37 S.E. 710, 112 Ga. 459, 1900 Ga. LEXIS 196
CourtSupreme Court of Georgia
DecidedDecember 19, 1900
StatusPublished
Cited by2 cases

This text of 37 S.E. 710 (Braxton v. Candler) is published on Counsel Stack Legal Research, covering Supreme Court of Georgia primary law. Counsel Stack provides free access to over 12 million legal documents including statutes, case law, regulations, and constitutions.

Bluebook
Braxton v. Candler, 37 S.E. 710, 112 Ga. 459, 1900 Ga. LEXIS 196 (Ga. 1900).

Opinion

Little, J.

1. A judgment absolute can not be legally rendered against the surety on a recognizance conditioned for the appearance of his principal at a named city court, “then and there to answer to the offense T>f simple larceny as charged in the affidavit of W. W. Tabbott,” when it appears that no indictment or formal accusation was pending in said court against his principal at the time the order nisi to forfeit the recognizance was granted.
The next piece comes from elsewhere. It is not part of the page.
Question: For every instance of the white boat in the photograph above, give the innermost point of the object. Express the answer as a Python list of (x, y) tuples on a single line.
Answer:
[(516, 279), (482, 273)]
2. No legal judgment can be rendered against a surety on a recognizance conditioned for the appearance of the principal to answer to a criminal offense, unless a scire facias has been duly issued and served on such surety, if he resides in the county where issued, at least twenty days before the term to which it is returnable.

3. The court erred in overruling the motion to set aside the judgment.

Judgment reversed.

All the Justices concurring, except Fish, J., absent.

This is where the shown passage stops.